Nach bestandskräftiger Einkommensteuerfestsetzung: Kein Verlustvortrag mehr

Ein Verlustvortrag aus der Veräußerung von Aktien ist in einem Verlustfeststellungsbescheid nicht zu berücksichtigen, wenn weder die Voraussetzungen zur Änderung der bestandskräftigen Einkommensteuerfestsetzung nach den Vorschriften der Abgabenordnung noch gemäß § 10d Absatz 4 Satz 5 Einkommensteuergesetz (EStG) gegeben sind. Das hat das Finanzgericht (FG) Düsseldorf entschieden.

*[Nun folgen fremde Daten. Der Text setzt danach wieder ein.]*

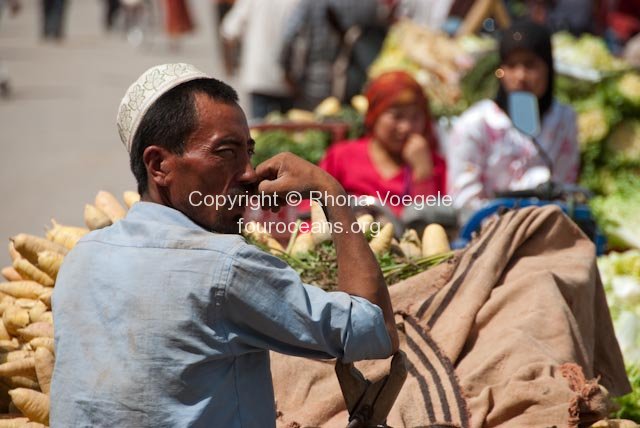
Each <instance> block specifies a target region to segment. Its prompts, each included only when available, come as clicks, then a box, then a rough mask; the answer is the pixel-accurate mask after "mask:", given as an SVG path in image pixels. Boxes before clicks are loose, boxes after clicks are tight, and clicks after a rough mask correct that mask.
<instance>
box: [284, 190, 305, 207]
mask: <svg viewBox="0 0 640 428" xmlns="http://www.w3.org/2000/svg"><path fill="white" fill-rule="evenodd" d="M285 201H286V202H287V205H290V206H292V207H297V206H298V205H300V202H302V195H301V194H300V192H296V191H295V190H294V191H293V192H288V193H287V196H286V197H285Z"/></svg>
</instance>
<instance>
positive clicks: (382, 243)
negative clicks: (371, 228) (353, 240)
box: [369, 223, 393, 256]
mask: <svg viewBox="0 0 640 428" xmlns="http://www.w3.org/2000/svg"><path fill="white" fill-rule="evenodd" d="M392 239H393V224H391V223H387V224H385V225H384V227H383V228H382V230H380V232H378V234H377V235H375V236H374V237H373V238H372V239H371V241H370V242H369V247H370V248H371V251H373V254H375V255H377V256H381V255H382V254H384V253H386V252H387V251H389V250H390V249H391V241H392Z"/></svg>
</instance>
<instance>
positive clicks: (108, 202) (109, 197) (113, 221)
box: [95, 190, 127, 223]
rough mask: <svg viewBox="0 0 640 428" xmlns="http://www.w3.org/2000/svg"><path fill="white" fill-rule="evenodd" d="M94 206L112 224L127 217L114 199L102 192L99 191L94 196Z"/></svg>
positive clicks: (123, 211)
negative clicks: (103, 215) (98, 209)
mask: <svg viewBox="0 0 640 428" xmlns="http://www.w3.org/2000/svg"><path fill="white" fill-rule="evenodd" d="M95 204H96V207H97V208H98V209H99V210H100V211H102V212H104V213H105V214H106V215H107V217H109V220H111V221H112V222H114V223H115V222H116V221H118V220H120V219H121V218H124V216H125V215H127V211H126V210H125V209H124V208H123V207H122V205H120V202H118V200H117V199H116V197H115V196H113V194H111V193H109V192H106V191H104V190H101V191H99V192H98V194H97V195H96V200H95Z"/></svg>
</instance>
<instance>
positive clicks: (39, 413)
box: [0, 191, 140, 428]
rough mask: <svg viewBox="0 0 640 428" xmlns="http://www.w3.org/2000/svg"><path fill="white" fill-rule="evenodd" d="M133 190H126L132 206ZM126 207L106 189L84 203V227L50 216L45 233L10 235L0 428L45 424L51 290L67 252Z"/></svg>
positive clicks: (4, 336) (128, 205)
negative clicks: (73, 246)
mask: <svg viewBox="0 0 640 428" xmlns="http://www.w3.org/2000/svg"><path fill="white" fill-rule="evenodd" d="M139 199H140V198H139V196H138V194H137V193H136V192H125V194H124V200H125V203H126V205H127V206H131V205H132V204H133V203H134V202H136V201H137V200H139ZM125 214H126V209H125V208H124V207H123V206H122V205H121V204H120V203H119V202H118V200H117V199H116V198H115V197H114V196H113V195H112V194H110V193H108V192H102V191H101V192H98V194H97V196H96V198H95V205H89V204H88V205H86V206H85V211H84V219H85V223H86V225H87V226H88V227H87V228H84V227H72V226H64V225H61V224H58V223H56V222H55V221H52V223H53V224H52V227H51V228H50V229H49V230H47V232H46V237H39V236H34V235H28V234H25V233H21V234H18V235H16V236H14V237H12V238H10V240H9V255H10V256H11V260H12V266H9V267H5V268H3V269H2V275H3V276H4V278H5V279H6V282H2V283H0V316H1V317H2V320H1V322H0V413H2V414H1V415H0V428H9V427H20V428H22V427H34V428H35V427H44V426H48V425H49V388H50V384H51V376H52V374H53V365H54V362H55V351H54V346H53V317H52V312H51V294H52V293H53V287H54V286H55V282H56V277H57V275H58V270H59V269H60V266H61V265H62V262H63V260H64V257H65V255H66V254H67V252H68V251H69V250H70V249H71V248H73V246H74V245H75V244H76V242H78V240H79V239H80V238H81V237H82V236H83V235H85V234H87V233H89V231H90V230H93V229H99V228H101V227H105V226H108V225H110V224H112V223H113V222H115V221H118V220H119V219H121V218H123V217H124V216H125Z"/></svg>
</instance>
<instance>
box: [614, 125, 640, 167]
mask: <svg viewBox="0 0 640 428" xmlns="http://www.w3.org/2000/svg"><path fill="white" fill-rule="evenodd" d="M607 151H608V163H609V164H610V165H611V166H612V167H618V166H622V165H631V166H635V165H640V120H625V121H624V122H622V123H620V124H619V125H618V126H616V127H615V129H614V130H613V132H611V134H610V135H609V138H608V139H607Z"/></svg>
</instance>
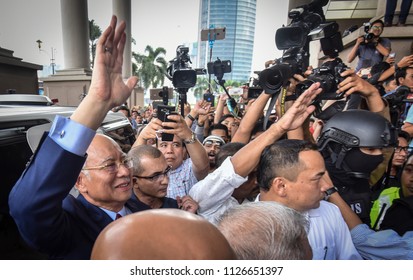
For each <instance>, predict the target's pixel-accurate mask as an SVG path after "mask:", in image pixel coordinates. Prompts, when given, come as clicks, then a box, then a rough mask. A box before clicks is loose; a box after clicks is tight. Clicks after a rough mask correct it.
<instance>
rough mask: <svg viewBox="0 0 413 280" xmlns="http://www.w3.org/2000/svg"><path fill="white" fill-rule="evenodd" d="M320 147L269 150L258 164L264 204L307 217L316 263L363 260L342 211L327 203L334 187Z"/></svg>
mask: <svg viewBox="0 0 413 280" xmlns="http://www.w3.org/2000/svg"><path fill="white" fill-rule="evenodd" d="M325 175H326V167H325V164H324V159H323V157H322V156H321V154H320V152H318V149H317V145H315V144H313V143H310V142H308V141H304V140H281V141H277V142H275V143H274V144H272V145H270V146H268V147H267V148H265V150H264V152H263V153H262V155H261V159H260V163H259V165H258V173H257V180H258V184H259V185H260V188H261V189H260V195H259V197H258V199H259V200H260V201H276V202H278V203H281V204H283V205H286V206H288V207H291V208H293V209H295V210H297V211H299V212H301V213H303V214H304V215H306V216H307V218H308V220H309V222H310V229H309V232H308V239H309V242H310V245H311V248H312V250H313V259H316V260H334V259H340V260H348V259H361V256H360V254H359V253H358V252H357V250H356V248H355V247H354V244H353V242H352V240H351V235H350V232H349V230H348V228H347V225H346V223H345V222H344V219H343V217H342V216H341V213H340V211H339V209H338V208H337V207H336V206H335V205H333V204H330V203H328V202H325V201H323V199H324V197H325V196H326V191H327V192H330V193H331V192H332V191H333V190H334V189H331V185H329V184H327V183H326V181H325V180H324V179H323V177H324V176H325Z"/></svg>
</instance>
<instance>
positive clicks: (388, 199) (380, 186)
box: [370, 130, 413, 230]
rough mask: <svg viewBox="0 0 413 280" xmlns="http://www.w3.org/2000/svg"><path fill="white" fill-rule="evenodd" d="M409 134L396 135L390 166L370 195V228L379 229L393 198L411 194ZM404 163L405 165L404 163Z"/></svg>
mask: <svg viewBox="0 0 413 280" xmlns="http://www.w3.org/2000/svg"><path fill="white" fill-rule="evenodd" d="M409 141H410V136H409V135H408V133H407V132H405V131H403V130H402V131H400V132H399V135H398V146H397V147H395V148H394V153H393V159H392V163H391V168H390V169H389V170H387V172H386V173H385V174H384V175H383V178H382V179H380V182H381V185H380V188H377V189H376V190H374V191H375V192H374V193H373V196H372V201H373V206H372V208H371V210H370V220H371V224H370V225H371V228H372V229H375V230H379V229H380V224H381V222H382V221H383V218H384V214H385V213H386V211H387V210H388V209H389V207H390V206H391V205H392V203H393V200H395V199H397V198H400V197H404V196H409V195H411V192H413V190H412V191H409V188H410V187H411V185H412V184H411V183H410V181H413V180H412V178H413V158H412V157H410V158H409V161H408V162H406V161H407V158H408V155H409V146H408V143H409ZM405 164H406V165H405Z"/></svg>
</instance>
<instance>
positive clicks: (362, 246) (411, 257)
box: [350, 224, 413, 260]
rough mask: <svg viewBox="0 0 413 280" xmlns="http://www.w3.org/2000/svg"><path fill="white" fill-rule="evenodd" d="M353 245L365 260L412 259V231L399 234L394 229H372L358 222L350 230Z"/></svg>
mask: <svg viewBox="0 0 413 280" xmlns="http://www.w3.org/2000/svg"><path fill="white" fill-rule="evenodd" d="M350 233H351V237H352V239H353V243H354V246H356V249H357V251H358V252H359V253H360V255H361V256H362V257H363V258H364V259H367V260H413V232H411V231H409V232H406V233H405V234H404V235H403V236H400V235H398V234H397V232H395V231H394V230H389V229H388V230H382V231H374V230H372V229H370V228H369V226H368V225H366V224H360V225H357V226H356V227H354V228H353V229H352V230H351V231H350Z"/></svg>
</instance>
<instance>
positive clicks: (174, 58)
mask: <svg viewBox="0 0 413 280" xmlns="http://www.w3.org/2000/svg"><path fill="white" fill-rule="evenodd" d="M188 52H189V48H188V47H184V46H178V47H177V49H176V57H175V58H174V59H173V60H171V61H169V63H170V65H169V66H168V68H167V69H166V72H167V73H166V76H167V77H168V79H169V80H171V81H172V84H173V85H174V87H175V88H182V89H189V88H191V87H193V86H195V84H196V75H197V71H196V70H194V69H192V68H191V67H190V66H189V65H190V63H192V62H191V59H190V57H189V55H188Z"/></svg>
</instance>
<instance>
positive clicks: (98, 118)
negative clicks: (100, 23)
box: [71, 16, 138, 130]
mask: <svg viewBox="0 0 413 280" xmlns="http://www.w3.org/2000/svg"><path fill="white" fill-rule="evenodd" d="M116 24H117V18H116V16H112V20H111V21H110V25H109V27H108V28H106V30H105V31H104V32H103V33H102V35H101V36H100V38H99V40H98V43H97V45H96V58H95V65H94V68H93V73H92V81H91V84H90V88H89V92H88V94H87V95H86V97H85V98H84V99H83V100H82V102H81V103H80V104H79V106H78V108H77V109H76V110H75V112H74V113H73V115H72V117H71V119H72V120H74V121H76V122H77V123H80V124H82V125H84V126H87V127H89V128H91V129H94V130H96V129H97V128H98V127H99V126H100V124H101V123H102V121H103V119H104V118H105V116H106V113H107V112H108V111H109V110H110V109H112V108H113V107H116V106H118V105H121V104H123V103H125V101H126V100H127V99H128V97H129V96H130V95H131V93H132V90H133V88H134V87H135V85H136V83H137V82H138V77H130V78H129V79H128V80H127V81H126V83H125V82H124V81H123V78H122V64H123V51H124V49H125V42H126V34H125V28H126V24H125V22H121V23H120V24H119V25H118V27H117V28H116Z"/></svg>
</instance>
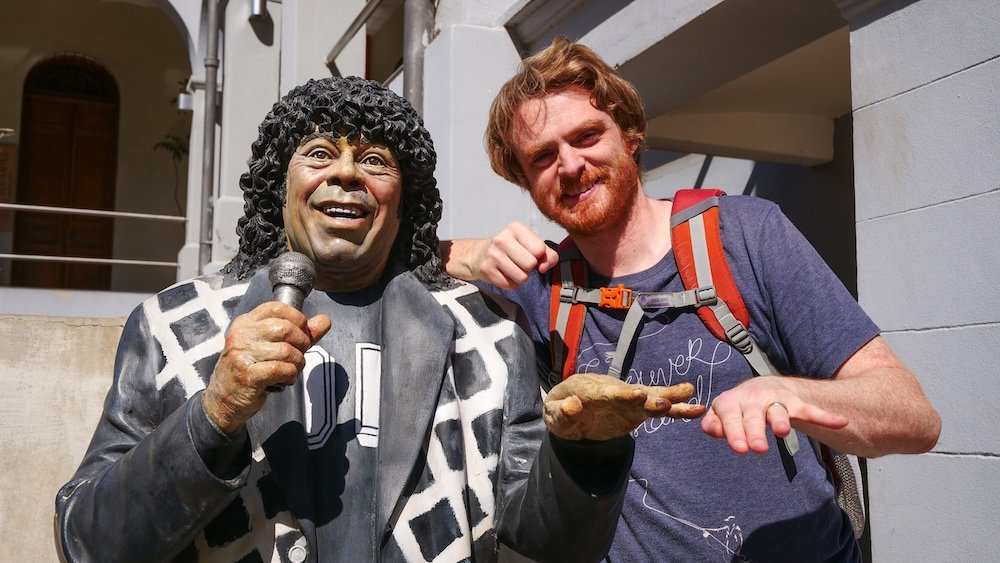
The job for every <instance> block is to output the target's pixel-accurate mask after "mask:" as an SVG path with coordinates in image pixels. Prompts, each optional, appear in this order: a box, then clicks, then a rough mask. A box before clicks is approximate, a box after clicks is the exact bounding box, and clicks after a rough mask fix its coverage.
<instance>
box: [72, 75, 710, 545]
mask: <svg viewBox="0 0 1000 563" xmlns="http://www.w3.org/2000/svg"><path fill="white" fill-rule="evenodd" d="M259 132H260V133H259V137H258V139H257V141H256V142H255V143H254V144H253V148H252V152H253V155H252V159H251V161H250V169H249V172H248V173H246V174H244V175H243V177H242V178H241V180H240V186H241V188H242V189H243V191H244V193H245V200H246V203H245V216H244V217H243V218H242V219H240V221H239V225H238V233H239V235H240V248H239V254H238V255H237V256H236V257H235V258H234V259H233V260H232V261H231V262H230V263H229V264H228V265H227V266H226V267H225V268H223V270H222V271H221V272H220V273H219V274H216V275H206V276H202V277H199V278H196V279H193V280H190V281H187V282H182V283H179V284H177V285H174V286H173V287H170V288H168V289H166V290H164V291H162V292H160V293H159V294H158V295H156V296H154V297H152V298H150V299H148V300H147V301H146V302H144V303H143V304H142V305H140V306H139V307H138V308H137V309H136V310H135V312H134V313H133V314H132V315H131V317H130V318H129V320H128V322H127V324H126V325H125V329H124V333H123V335H122V338H121V342H120V344H119V349H118V356H117V360H116V363H115V374H114V382H113V385H112V387H111V390H110V392H109V393H108V396H107V400H106V403H105V406H104V413H103V415H102V417H101V420H100V422H99V424H98V427H97V430H96V432H95V434H94V438H93V441H92V443H91V445H90V448H89V450H88V452H87V454H86V456H85V458H84V460H83V462H82V464H81V466H80V468H79V469H78V470H77V472H76V474H75V475H74V476H73V478H72V480H70V481H69V483H67V484H66V485H65V486H64V487H63V488H62V490H60V491H59V493H58V496H57V499H56V507H57V528H58V531H57V533H58V538H57V544H59V546H60V549H61V551H62V555H63V557H64V558H65V559H68V560H71V561H102V562H105V561H128V562H136V561H351V562H355V561H358V562H364V561H403V560H408V561H412V560H419V561H424V560H426V561H432V560H433V561H468V560H473V561H493V560H496V558H497V557H498V554H499V544H500V543H504V544H507V545H509V546H510V547H511V548H512V549H514V550H516V551H518V552H520V553H522V554H524V555H526V556H529V557H532V558H536V559H539V560H560V561H587V560H597V559H600V558H601V557H603V556H604V555H605V553H606V552H607V550H608V548H609V545H610V541H611V538H612V535H613V533H614V528H615V525H616V522H617V515H618V511H619V510H620V507H621V503H622V495H623V491H624V486H625V480H626V478H627V469H628V465H629V463H630V461H631V455H632V447H633V444H632V440H631V437H629V436H628V432H629V431H630V430H632V428H634V427H635V426H636V425H637V424H639V423H640V422H641V421H643V420H644V419H645V418H646V417H648V416H663V415H664V414H665V413H667V412H668V411H670V409H671V401H673V402H674V403H677V402H679V401H683V400H685V399H686V398H687V396H685V395H684V394H685V393H689V392H690V391H691V389H689V388H687V387H675V388H673V389H670V390H668V391H662V388H661V390H657V391H653V390H650V389H648V388H642V387H641V386H635V385H631V386H629V385H625V384H624V383H622V387H621V389H620V390H619V391H618V392H616V394H613V395H614V396H601V397H589V396H586V389H576V390H575V389H574V388H572V387H571V385H572V384H571V382H566V383H564V384H562V386H561V387H557V388H555V389H553V390H552V392H550V393H549V394H548V396H547V397H546V404H545V405H544V408H545V409H546V411H547V416H546V417H545V420H546V422H547V423H548V424H549V425H550V427H551V426H552V425H562V427H563V430H566V428H567V427H571V429H572V430H573V431H572V432H569V433H567V432H565V431H564V432H562V433H560V434H559V435H560V436H564V437H565V436H566V435H567V434H571V435H572V436H574V437H579V438H582V440H571V439H563V438H558V437H556V436H555V435H553V434H552V433H551V432H550V431H549V430H547V428H546V425H545V423H543V417H542V412H543V405H542V399H541V397H540V393H539V387H538V383H537V382H538V379H537V375H536V367H535V360H534V352H533V350H532V348H531V346H532V345H531V341H530V339H529V338H528V337H527V335H526V334H525V332H524V331H523V329H522V328H521V325H520V324H519V322H518V321H519V318H520V311H519V310H518V309H516V308H515V307H513V306H511V305H510V304H509V303H507V302H505V301H502V300H500V299H499V298H492V297H488V296H485V295H484V294H483V293H481V292H480V290H478V289H476V288H475V287H474V286H471V285H468V284H465V283H462V282H457V281H455V280H453V279H451V278H449V277H447V276H446V275H445V274H443V273H442V269H441V265H440V258H439V256H438V250H437V249H438V238H437V233H436V228H437V222H438V219H439V218H440V215H441V205H442V204H441V200H440V196H439V193H438V190H437V188H436V183H435V180H434V176H433V173H434V166H435V161H436V155H435V152H434V148H433V145H432V144H431V139H430V137H429V135H428V133H427V131H426V130H425V129H424V127H423V125H422V123H421V120H420V118H419V116H418V115H417V114H416V113H415V112H414V110H413V109H412V108H411V107H410V105H409V104H408V103H407V102H406V101H405V100H403V99H402V98H400V97H399V96H397V95H395V94H393V93H392V92H390V91H389V90H387V89H385V88H383V87H382V86H380V85H378V84H377V83H374V82H369V81H365V80H362V79H358V78H330V79H324V80H314V81H310V82H308V83H307V84H305V85H303V86H300V87H298V88H295V89H293V90H292V91H291V92H290V93H289V94H288V95H287V96H285V97H284V98H283V99H282V100H280V101H279V102H278V103H277V104H275V106H274V108H273V109H272V110H271V112H270V114H268V116H267V117H266V118H265V119H264V122H263V123H262V124H261V126H260V129H259ZM286 250H293V251H297V252H298V253H301V254H303V255H305V256H306V257H308V258H309V259H310V260H307V261H306V262H309V261H311V262H313V263H314V264H315V289H314V290H313V291H312V292H311V293H308V294H307V296H306V297H305V299H304V303H302V304H301V306H300V307H301V311H300V310H297V309H296V308H295V307H294V306H292V305H289V304H287V300H286V302H279V301H276V300H275V297H274V295H275V294H274V287H273V284H272V281H271V280H270V279H269V276H268V270H269V265H271V264H272V262H274V261H275V260H276V259H279V256H281V255H283V254H284V253H285V252H286ZM272 269H273V268H272ZM305 291H308V290H307V289H306V290H305ZM567 386H569V387H567ZM674 407H675V408H674V412H673V413H672V414H676V415H677V416H693V415H694V414H698V413H697V412H691V411H684V409H683V408H681V409H680V410H678V408H677V407H682V405H678V404H675V405H674Z"/></svg>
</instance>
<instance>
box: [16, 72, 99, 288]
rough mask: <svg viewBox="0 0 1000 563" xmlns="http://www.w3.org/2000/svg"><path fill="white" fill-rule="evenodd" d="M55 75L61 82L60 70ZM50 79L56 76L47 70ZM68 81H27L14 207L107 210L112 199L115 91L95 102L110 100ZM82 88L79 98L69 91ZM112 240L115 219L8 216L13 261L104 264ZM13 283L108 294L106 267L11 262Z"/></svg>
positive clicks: (24, 104)
mask: <svg viewBox="0 0 1000 563" xmlns="http://www.w3.org/2000/svg"><path fill="white" fill-rule="evenodd" d="M43 64H44V63H43ZM90 64H91V65H92V63H90ZM70 70H71V73H75V74H76V75H79V74H80V72H81V71H83V72H87V71H90V72H92V69H90V68H86V67H85V68H83V69H80V68H76V67H73V68H71V69H70ZM55 71H57V72H58V71H61V72H63V73H64V75H65V71H66V69H65V64H64V65H63V66H62V67H59V68H56V69H55ZM32 72H33V73H34V72H35V71H34V70H33V71H32ZM49 74H50V75H51V74H54V72H53V71H52V70H50V71H49ZM71 78H76V80H65V79H63V80H52V79H51V77H50V78H49V79H47V80H38V79H35V80H34V81H33V80H32V76H31V75H30V74H29V78H28V80H26V84H25V95H24V105H23V108H22V114H21V115H22V119H21V147H20V162H19V166H18V168H19V174H18V189H17V202H18V203H23V204H29V205H46V206H55V207H73V208H80V209H101V210H111V209H113V208H114V195H115V168H116V153H117V131H118V103H117V91H115V92H114V95H113V99H110V100H109V99H100V98H102V97H104V98H111V97H112V96H110V95H105V96H100V95H99V94H100V93H101V92H100V91H99V90H98V91H97V93H96V94H95V89H94V87H93V82H92V81H91V82H87V81H80V80H79V79H78V78H79V76H72V75H71ZM90 78H92V77H90ZM108 78H109V77H108ZM81 84H82V86H81ZM112 85H113V83H112ZM60 89H61V91H60ZM81 89H82V90H84V91H83V92H78V91H73V90H81ZM54 90H55V91H54ZM66 90H69V91H68V92H67V91H66ZM113 236H114V220H113V219H111V218H106V217H89V216H85V215H67V214H57V213H37V212H18V213H17V214H16V215H15V217H14V244H13V246H14V253H15V254H32V255H49V256H53V255H54V256H77V257H87V258H110V257H111V255H112V244H113ZM11 284H12V285H15V286H22V287H44V288H68V289H98V290H107V289H110V287H111V267H110V266H108V265H99V264H75V263H59V262H29V261H21V260H15V261H14V262H13V265H12V268H11Z"/></svg>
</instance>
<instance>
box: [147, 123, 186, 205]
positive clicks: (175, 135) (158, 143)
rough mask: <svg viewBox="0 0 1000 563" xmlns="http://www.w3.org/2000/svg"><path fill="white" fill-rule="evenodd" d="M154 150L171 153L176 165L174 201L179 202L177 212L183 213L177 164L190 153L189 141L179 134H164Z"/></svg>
mask: <svg viewBox="0 0 1000 563" xmlns="http://www.w3.org/2000/svg"><path fill="white" fill-rule="evenodd" d="M153 150H162V151H166V152H167V154H168V155H170V160H171V162H172V163H173V165H174V203H176V204H177V212H178V213H179V214H181V215H183V214H184V209H183V208H181V199H180V182H181V179H180V175H179V173H178V170H177V165H178V164H180V162H181V161H182V160H184V158H185V157H187V155H188V141H187V139H184V138H182V137H178V136H177V135H164V136H163V140H162V141H160V142H159V143H156V144H155V145H153Z"/></svg>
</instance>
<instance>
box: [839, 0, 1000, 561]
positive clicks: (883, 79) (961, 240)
mask: <svg viewBox="0 0 1000 563" xmlns="http://www.w3.org/2000/svg"><path fill="white" fill-rule="evenodd" d="M877 4H878V3H877ZM901 4H902V5H903V6H904V7H901V8H899V6H900V5H901ZM897 8H899V9H897ZM860 19H861V20H862V21H858V22H852V33H851V48H852V53H851V58H852V61H853V65H852V67H853V68H852V82H853V98H854V123H855V138H854V146H855V178H856V185H857V217H858V226H857V233H858V284H859V297H860V300H861V303H862V305H863V306H864V307H865V309H866V310H867V311H868V312H869V313H870V314H871V315H872V316H873V318H874V319H875V320H876V322H878V323H879V324H880V325H881V326H882V328H883V329H884V335H885V337H886V338H887V340H888V341H889V342H890V343H891V344H892V346H893V347H894V348H895V350H896V351H897V352H898V353H899V355H900V356H901V357H902V358H903V359H904V360H905V361H906V362H907V363H908V364H909V365H910V366H911V367H912V368H913V370H914V371H915V372H916V373H917V375H918V377H919V378H920V380H921V382H922V383H923V385H924V388H925V389H926V391H927V392H928V394H929V395H930V397H931V400H932V402H933V403H934V404H935V406H936V407H937V408H938V410H939V412H940V413H941V416H942V420H943V428H942V433H941V439H940V441H939V442H938V445H937V447H936V448H935V449H934V451H933V452H932V453H930V454H927V455H923V456H917V457H888V458H883V459H876V460H871V461H870V462H869V477H870V483H869V485H870V486H869V489H870V493H871V494H870V498H871V514H870V517H871V528H872V555H873V560H874V561H879V562H883V561H886V562H892V561H900V562H904V561H907V562H908V561H945V560H948V561H989V560H994V559H995V558H996V555H995V553H994V552H995V548H994V547H993V543H994V542H992V541H991V540H990V539H989V536H988V532H986V528H987V527H988V526H989V523H990V522H992V521H993V520H994V519H995V518H994V515H995V513H996V506H997V505H998V504H1000V488H998V487H996V485H995V483H996V482H997V481H998V478H1000V439H998V435H1000V432H998V430H1000V416H998V414H997V410H996V408H995V405H996V403H997V402H998V399H1000V378H998V377H997V375H996V366H997V365H998V364H1000V349H998V347H997V342H998V341H1000V314H998V313H997V311H998V310H1000V289H998V287H997V284H996V280H997V279H998V278H1000V230H998V229H997V226H996V225H997V221H998V219H1000V190H998V188H1000V161H998V160H997V158H996V155H997V154H998V151H1000V128H998V125H1000V107H998V105H997V103H996V100H997V86H996V85H997V84H1000V62H998V58H997V57H998V55H1000V43H998V42H997V40H996V37H997V35H998V33H1000V6H998V5H997V4H996V3H995V2H993V1H991V0H970V1H969V2H950V1H948V0H922V1H920V2H916V3H912V4H908V3H897V4H894V3H889V2H887V3H881V5H880V6H877V7H876V9H875V10H873V12H871V13H870V14H869V15H867V16H862V18H860Z"/></svg>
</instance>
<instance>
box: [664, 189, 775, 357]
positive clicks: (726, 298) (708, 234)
mask: <svg viewBox="0 0 1000 563" xmlns="http://www.w3.org/2000/svg"><path fill="white" fill-rule="evenodd" d="M724 195H726V193H725V192H724V191H722V190H716V189H688V190H679V191H678V192H677V193H676V194H675V195H674V203H673V208H672V209H671V211H670V238H671V243H672V245H673V250H674V259H675V260H676V262H677V271H678V272H679V273H680V276H681V281H683V282H684V288H685V289H693V288H698V287H714V288H715V296H716V297H717V301H716V302H715V304H714V305H704V306H701V307H699V308H698V310H697V312H698V316H699V317H701V320H702V321H703V322H704V323H705V326H706V327H708V330H709V331H711V332H712V334H713V335H715V337H716V338H718V339H719V340H723V341H726V342H729V343H730V344H732V345H733V346H734V347H735V348H736V349H737V350H739V351H740V352H742V353H743V355H744V356H746V358H747V361H748V362H750V366H751V367H753V369H754V371H755V372H757V374H758V375H770V374H777V373H778V371H777V370H776V369H775V368H774V366H773V364H771V361H770V360H769V359H768V358H767V355H766V354H764V352H763V350H761V349H760V346H758V345H757V343H756V342H754V339H753V337H752V336H751V335H750V313H749V312H748V311H747V307H746V304H745V303H744V302H743V297H742V296H741V295H740V290H739V288H738V287H737V286H736V281H735V280H734V279H733V274H732V271H730V269H729V263H728V262H727V261H726V255H725V253H724V252H723V248H722V231H721V230H720V228H719V198H720V197H722V196H724Z"/></svg>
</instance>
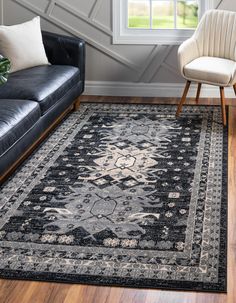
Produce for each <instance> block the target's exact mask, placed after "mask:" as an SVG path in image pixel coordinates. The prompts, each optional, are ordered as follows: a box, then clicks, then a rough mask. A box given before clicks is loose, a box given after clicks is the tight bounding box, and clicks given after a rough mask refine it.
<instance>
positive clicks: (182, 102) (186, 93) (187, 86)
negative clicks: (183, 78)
mask: <svg viewBox="0 0 236 303" xmlns="http://www.w3.org/2000/svg"><path fill="white" fill-rule="evenodd" d="M190 85H191V81H187V83H186V86H185V89H184V93H183V96H182V99H181V101H180V103H179V106H178V109H177V112H176V117H179V114H180V113H181V110H182V107H183V105H184V103H185V102H186V97H187V94H188V91H189V87H190Z"/></svg>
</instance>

Es hatte über die mögliche verfahrensrechtliche Korrektur eines Bescheids über die gesonderte Feststellung des verbleibenden Verlustvortrags zur Einkommensteuer ("Verlustfeststellungsbescheid") auf den 31.12.2021 zu entscheiden.

Die Kläger sind zusammenveranlagte Ehegatten und begehrten nachträglich einen höheren Verlustvortrag aus der Veräußerung von Aktien. Sie wurden zunächst erklärungsgemäß zur Einkommensteuer 2021 veranlagt. Neben dem Einkommensteuerbescheid erging ein Verlustfeststellungsbescheid auf den 31.12.2021. Beide Bescheide wurden nicht mit Einspruch angefochten. Nachdem die Kläger von der Bank eine nachträglich ausgestellte "Ersatz-Steuerbescheinigung" einreichten, aus der sich unter anderem höhere Verluste aus der Veräußerung von Aktien ergaben, beantragten sie die Änderung der Bescheide.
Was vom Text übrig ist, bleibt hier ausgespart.